Nach Aussagen von BAMF-Chef Faeser weist Vorstoß zu Asylpolitik zurück
Der Chef des Bundesamts für Migration und Flüchtlinge, Sommer, hat das individuelle Asylrecht infrage gestellt. Innenministerin Faeser will aber am Grundrecht auf Asyl festhalten - und erteilte Sommers Ideen eine deutliche Absage.
Innenministerin Nancy Faeser will am Grundrecht auf Asyl in Deutschland festhalten. Sie wies damit einen Vorstoß vom Präsidenten des Bundesamts für Migration und Flüchtlinge (BAMF), Hans-Eckhard Sommer, zurück.
Sommer hatte sich für ein grundlegend anderes System für die Flüchtlingsaufnahme in Europa ausgesprochen. Faeser hielt mit Blick auf die Koalitionsverhandlungen dagegen: "Das Asylrecht steht für die SPD nicht zur Disposition."
Bei einer Veranstaltung der CDU-nahen Konrad-Adenauer-Stiftung hatte Sommer gesagt, es sei falsch, am individuellen Asylrecht festzuhalten und auf positive Effekte der beschlossenen Reform des Gemeinsamen Europäischen Asylsystems (GEAS) zu hoffen.
Sommer: Humanitäre Aufnahmen statt Asylanspruch
Sinnvoller wäre es nach Sommers Worten, das aktuelle System durch humanitäre Aufnahmen "in beachtlicher Höhe" zu ersetzen. Mit dieser Umstellung müssten jeglicher Anspruch auf Asyl und sonstige Schutzrechte entfallen, so Sommer.
Faeser widersprach: Humanitäre Aufnahmeprogramme seien "kein wirksames alleiniges Mittel, weil sie dadurch natürlich die Migration und Kriegsflüchtlinge ja nicht wegbekommen". Deswegen mache das so auch kein anderes Land.
BAMF-Chef will festgelegte Zahl
Nach Sommers Idee wäre die Zahl der Menschen festzulegen, die die Europäische Union jährlich aufnähme, ebenso wie die Staaten auszuwählen wären, aus denen Menschen aufgenommen würden. Faeser erwiderte auf diesen Vorschlag, Schleuser würden aber nicht aufhören, Menschen nach Europa zu bringen, nur weil es zahlenmäßige Beschränkungen gebe.
Neben humanitären Gesichtspunkten könnte Sommer zufolge auch die Integrationsfähigkeit des Arbeitsmarktes eine Rolle spielen.

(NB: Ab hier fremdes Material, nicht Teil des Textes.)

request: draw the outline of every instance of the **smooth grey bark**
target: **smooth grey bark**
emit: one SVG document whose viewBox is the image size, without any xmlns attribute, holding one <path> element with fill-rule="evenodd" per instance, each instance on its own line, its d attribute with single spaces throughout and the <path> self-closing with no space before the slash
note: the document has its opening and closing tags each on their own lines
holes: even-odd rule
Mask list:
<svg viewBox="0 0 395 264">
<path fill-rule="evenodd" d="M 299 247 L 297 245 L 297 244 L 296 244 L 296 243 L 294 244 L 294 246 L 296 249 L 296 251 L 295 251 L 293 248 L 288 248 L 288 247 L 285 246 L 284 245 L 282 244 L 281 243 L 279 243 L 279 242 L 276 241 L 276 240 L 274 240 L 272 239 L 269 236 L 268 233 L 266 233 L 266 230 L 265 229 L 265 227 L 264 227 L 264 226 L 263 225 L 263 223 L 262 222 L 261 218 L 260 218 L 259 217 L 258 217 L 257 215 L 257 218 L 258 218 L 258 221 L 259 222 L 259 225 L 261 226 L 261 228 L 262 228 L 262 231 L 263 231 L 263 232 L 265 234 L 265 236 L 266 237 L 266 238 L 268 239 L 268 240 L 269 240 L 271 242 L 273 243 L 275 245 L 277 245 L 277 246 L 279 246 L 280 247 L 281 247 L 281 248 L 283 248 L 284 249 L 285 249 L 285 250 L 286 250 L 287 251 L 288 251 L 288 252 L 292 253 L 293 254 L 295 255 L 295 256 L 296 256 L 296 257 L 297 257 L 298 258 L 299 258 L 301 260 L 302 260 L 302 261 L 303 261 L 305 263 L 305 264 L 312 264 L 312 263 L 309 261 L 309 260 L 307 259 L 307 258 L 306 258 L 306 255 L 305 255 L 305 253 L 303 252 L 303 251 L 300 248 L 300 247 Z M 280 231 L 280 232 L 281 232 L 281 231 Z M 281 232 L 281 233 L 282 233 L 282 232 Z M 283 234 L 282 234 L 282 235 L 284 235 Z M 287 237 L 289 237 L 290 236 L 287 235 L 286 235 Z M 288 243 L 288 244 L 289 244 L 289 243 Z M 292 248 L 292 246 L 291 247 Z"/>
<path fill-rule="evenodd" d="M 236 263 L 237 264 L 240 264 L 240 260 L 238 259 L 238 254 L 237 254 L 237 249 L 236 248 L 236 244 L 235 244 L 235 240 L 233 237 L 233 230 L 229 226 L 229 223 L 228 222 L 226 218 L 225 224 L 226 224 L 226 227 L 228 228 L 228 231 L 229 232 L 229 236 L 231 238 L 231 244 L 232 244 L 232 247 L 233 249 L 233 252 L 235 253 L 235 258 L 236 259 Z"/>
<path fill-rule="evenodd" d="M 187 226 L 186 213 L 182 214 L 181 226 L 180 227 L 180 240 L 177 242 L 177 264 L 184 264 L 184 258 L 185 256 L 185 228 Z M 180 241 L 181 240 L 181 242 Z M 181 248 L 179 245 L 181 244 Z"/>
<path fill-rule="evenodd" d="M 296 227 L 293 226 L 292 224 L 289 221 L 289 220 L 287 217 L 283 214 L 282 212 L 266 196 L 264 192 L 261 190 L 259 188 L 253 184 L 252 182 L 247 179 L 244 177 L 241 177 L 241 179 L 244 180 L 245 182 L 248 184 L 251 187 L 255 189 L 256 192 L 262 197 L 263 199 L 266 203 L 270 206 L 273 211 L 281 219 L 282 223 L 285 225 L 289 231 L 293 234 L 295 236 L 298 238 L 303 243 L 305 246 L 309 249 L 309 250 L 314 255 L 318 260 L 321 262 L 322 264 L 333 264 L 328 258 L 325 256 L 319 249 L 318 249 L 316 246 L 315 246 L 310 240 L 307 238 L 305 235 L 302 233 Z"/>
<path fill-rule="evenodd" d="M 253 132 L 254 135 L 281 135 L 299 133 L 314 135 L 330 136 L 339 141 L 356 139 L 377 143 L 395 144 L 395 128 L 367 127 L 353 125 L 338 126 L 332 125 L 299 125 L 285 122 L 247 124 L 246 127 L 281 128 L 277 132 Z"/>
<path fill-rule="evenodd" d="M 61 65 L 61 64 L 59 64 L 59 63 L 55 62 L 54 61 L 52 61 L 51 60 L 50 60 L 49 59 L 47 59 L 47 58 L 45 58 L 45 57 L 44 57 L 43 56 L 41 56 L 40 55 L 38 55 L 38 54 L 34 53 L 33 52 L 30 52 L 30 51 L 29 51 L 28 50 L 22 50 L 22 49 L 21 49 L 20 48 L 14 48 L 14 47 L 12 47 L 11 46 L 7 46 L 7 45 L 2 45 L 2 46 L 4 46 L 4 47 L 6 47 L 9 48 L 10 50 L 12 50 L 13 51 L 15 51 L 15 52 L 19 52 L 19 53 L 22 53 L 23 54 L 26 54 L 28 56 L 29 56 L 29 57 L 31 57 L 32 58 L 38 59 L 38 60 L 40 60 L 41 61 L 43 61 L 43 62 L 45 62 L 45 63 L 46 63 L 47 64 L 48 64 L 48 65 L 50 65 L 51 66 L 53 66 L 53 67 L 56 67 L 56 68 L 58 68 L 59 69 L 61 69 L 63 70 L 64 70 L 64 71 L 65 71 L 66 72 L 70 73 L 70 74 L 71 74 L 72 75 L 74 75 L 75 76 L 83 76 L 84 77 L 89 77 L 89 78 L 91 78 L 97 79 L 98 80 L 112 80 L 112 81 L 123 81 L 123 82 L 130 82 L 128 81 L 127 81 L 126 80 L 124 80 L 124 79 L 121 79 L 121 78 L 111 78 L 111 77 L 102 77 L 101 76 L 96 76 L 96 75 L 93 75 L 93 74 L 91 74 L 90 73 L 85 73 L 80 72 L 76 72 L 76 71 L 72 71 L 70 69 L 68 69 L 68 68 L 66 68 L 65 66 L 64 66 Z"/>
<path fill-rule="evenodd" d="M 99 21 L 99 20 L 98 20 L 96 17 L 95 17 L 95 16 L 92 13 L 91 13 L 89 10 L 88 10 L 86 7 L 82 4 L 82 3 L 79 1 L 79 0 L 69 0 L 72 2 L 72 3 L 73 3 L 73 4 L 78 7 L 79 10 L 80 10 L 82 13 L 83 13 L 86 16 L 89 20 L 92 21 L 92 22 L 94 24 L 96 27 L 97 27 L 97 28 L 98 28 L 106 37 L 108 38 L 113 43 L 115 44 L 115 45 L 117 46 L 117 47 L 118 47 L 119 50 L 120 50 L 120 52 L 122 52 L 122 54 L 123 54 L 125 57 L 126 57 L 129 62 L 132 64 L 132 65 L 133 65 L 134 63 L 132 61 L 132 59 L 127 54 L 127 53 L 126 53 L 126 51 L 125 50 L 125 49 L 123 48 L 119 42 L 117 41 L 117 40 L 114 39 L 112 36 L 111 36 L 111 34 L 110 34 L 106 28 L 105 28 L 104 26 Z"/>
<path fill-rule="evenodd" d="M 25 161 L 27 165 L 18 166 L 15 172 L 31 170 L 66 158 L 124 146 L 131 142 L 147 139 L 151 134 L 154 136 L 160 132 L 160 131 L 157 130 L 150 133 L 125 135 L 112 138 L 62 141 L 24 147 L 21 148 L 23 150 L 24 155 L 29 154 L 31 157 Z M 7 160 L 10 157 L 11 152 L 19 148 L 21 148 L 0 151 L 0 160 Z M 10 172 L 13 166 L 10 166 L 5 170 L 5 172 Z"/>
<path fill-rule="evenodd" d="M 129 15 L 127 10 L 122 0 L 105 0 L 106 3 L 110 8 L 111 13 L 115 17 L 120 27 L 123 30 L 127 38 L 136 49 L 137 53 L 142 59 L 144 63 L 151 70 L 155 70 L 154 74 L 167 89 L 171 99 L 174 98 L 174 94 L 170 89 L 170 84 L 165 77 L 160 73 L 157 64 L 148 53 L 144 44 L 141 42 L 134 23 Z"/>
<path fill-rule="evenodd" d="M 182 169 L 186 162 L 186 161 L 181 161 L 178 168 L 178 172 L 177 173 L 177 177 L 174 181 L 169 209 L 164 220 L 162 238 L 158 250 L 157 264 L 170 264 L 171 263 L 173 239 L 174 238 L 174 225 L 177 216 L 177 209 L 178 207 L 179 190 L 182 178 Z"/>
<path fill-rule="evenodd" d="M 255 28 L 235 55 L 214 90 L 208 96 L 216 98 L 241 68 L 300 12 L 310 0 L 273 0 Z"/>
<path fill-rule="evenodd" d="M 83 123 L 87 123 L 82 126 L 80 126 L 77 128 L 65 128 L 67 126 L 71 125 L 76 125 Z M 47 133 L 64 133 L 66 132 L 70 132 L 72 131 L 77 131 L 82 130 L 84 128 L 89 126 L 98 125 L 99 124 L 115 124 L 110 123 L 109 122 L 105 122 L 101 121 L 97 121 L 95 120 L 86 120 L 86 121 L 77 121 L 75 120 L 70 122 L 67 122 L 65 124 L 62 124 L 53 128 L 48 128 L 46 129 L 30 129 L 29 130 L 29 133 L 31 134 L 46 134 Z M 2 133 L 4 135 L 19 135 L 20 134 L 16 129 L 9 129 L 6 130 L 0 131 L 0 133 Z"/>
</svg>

Als Vorbild diene etwa Kanada. Wer dennoch unerlaubt nach Deutschland einreise, hätte dann keine Aussicht mehr auf ein Bleiberecht. Die von einigen Politikern vorgeschlagene Auslagerung von Asylverfahren in Drittstaaten ist aus Sicht von Sommer "keine realistische Option" zur Migrationsbegrenzung.
Faeser betont SPD-Forderungen in Verhandlungen
Sommer war unter anderem Büroleiter des ehemaligen CSU-Chefs Edmund Stoiber. Er wurde 2018 vom damaligen Bundesinnenminister Horst Seehofer (CSU) zum BAMF-Chef gemacht.
CDU/CSU dringen in den laufenden Koalitionsverhandlungen mit der SPD darauf, auch Asylbewerber an den deutschen Grenzen abweisen zu können, um die irreguläre Migration zu reduzieren. Während CDU/CSU die europäischen Nachbarn nur in Kenntnis setzen wollen, beharrt die SPD darauf, dass eine Zustimmung zur Aufnahme der abgewiesenen Menschen vorliegen muss.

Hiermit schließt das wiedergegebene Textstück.